I've just collected a new to me family wagon in the form of a Nissan Almera Tino with just 1 owner and only 19k miles on a 05 plate.
Its a fantastic car but its just the metal engine rocker cover which let's it down as it needs a good clean and the metal to be polished up.

Could you good people please recommend a good degreaser and perhaps a decent metal polish.

Thanks everyone for your help and advice, 

Clarkies


----------



## grunty-motor (Aug 11, 2016)

what kind of metal? probably easier to just paint it. pics might help.


----------



## CLARKIE1978 (Jul 7, 2012)

I'm not sure what sort of metal I'm afraid.

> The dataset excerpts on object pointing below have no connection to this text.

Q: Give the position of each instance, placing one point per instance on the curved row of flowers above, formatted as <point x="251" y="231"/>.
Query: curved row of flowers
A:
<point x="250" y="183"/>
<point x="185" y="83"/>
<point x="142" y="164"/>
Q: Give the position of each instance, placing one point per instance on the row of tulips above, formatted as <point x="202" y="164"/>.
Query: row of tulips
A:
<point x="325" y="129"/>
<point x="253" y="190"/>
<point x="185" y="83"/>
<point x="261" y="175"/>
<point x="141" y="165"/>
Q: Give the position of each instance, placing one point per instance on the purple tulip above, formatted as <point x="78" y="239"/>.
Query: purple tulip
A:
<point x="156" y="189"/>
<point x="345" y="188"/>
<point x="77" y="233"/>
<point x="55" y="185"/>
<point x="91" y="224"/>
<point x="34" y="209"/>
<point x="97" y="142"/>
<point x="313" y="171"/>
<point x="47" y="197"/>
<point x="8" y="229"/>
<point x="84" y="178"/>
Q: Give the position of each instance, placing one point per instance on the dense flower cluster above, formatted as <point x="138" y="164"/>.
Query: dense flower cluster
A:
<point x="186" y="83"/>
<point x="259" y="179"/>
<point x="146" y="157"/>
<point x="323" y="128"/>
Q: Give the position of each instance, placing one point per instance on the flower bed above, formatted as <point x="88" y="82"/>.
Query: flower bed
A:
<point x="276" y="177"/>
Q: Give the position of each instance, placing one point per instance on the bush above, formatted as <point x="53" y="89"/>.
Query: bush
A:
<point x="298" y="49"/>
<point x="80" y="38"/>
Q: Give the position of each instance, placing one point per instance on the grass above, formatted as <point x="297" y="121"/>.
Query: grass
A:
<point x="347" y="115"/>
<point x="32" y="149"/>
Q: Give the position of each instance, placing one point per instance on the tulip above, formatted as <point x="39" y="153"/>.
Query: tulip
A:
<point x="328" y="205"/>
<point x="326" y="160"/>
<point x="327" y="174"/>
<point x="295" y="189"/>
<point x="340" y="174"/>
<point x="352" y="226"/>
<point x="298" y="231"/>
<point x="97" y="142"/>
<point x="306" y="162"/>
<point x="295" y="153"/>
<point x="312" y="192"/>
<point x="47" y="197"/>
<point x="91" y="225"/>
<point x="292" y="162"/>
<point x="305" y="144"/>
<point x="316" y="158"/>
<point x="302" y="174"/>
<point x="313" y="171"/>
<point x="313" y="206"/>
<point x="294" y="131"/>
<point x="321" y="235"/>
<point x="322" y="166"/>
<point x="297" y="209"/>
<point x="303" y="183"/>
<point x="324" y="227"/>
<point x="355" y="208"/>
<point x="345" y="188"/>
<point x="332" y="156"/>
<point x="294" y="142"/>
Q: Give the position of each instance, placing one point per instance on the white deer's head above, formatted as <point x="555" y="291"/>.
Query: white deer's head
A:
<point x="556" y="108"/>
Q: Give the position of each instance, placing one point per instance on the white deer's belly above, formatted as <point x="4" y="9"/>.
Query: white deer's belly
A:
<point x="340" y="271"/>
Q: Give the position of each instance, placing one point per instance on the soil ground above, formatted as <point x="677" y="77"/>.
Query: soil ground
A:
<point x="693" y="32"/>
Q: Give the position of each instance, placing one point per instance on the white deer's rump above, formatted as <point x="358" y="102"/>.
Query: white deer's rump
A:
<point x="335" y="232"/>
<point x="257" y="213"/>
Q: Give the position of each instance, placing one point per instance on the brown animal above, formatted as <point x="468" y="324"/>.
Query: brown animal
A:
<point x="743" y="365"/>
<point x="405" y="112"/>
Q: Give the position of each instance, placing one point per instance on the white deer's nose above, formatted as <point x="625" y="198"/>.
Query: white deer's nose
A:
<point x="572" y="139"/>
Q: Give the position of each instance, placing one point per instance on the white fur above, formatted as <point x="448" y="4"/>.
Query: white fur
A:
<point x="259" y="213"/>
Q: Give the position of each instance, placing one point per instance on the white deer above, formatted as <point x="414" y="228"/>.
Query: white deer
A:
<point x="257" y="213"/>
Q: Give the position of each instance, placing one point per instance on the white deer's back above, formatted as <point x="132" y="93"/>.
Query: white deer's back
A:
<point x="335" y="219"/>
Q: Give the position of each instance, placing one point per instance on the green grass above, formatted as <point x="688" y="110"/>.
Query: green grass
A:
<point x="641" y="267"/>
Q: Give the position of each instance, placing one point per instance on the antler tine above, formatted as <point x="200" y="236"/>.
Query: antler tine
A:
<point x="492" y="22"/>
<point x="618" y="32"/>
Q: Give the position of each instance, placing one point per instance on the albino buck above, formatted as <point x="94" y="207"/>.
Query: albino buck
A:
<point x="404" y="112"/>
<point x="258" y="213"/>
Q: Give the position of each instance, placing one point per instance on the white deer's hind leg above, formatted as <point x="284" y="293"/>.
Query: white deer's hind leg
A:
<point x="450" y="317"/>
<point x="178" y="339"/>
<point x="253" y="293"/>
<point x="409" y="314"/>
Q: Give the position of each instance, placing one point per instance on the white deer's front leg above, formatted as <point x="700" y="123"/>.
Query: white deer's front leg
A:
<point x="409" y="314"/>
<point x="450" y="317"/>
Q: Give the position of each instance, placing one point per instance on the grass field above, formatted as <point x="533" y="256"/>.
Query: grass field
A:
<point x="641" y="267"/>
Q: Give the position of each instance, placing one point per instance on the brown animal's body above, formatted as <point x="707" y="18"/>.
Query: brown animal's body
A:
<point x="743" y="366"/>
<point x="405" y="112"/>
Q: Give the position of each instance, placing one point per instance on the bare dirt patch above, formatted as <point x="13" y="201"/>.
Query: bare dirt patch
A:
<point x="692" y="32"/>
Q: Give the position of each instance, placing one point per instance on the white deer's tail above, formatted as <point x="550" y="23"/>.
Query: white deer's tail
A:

I couldn't paint it as it's my daily driver, so I just want to clean it and make it look nice and tidy!


----------



## Andyblue (Jun 20, 2017)

I use Peak metal and works well, easy to use and effective :thumb:


----------



## big dave 666 (Aug 2, 2014)

Polish angel Palladium is the best I've used


----------



## Itstony (Jan 19, 2018)

There are many good degreaser's, Bilt Hamber Surfex is one of them and it's as cheap as chip's too :thumb:


----------



## JU5T1N (Dec 7, 2019)

Bilt hamber surfux to clean, and I use this metal polish 
https://www.pure-definition.co.uk/metal/metal-polish


----------



## GeeWhizRS (Nov 1, 2019)

Eeeeee when I were a lad, I remember alls we had were Jizer. 😂


----------



## grunty-motor (Aug 11, 2016)

show off - some of us only had Gunk


----------



## Deniance (Jun 28, 2008)

Ooh, I would hit it with normal cleaning gear then devils juice, then sand it with grades of wet paper, then a buff with a drill attachment, best bet would be get a 2nd hand one and clean it and polish it then refit


----------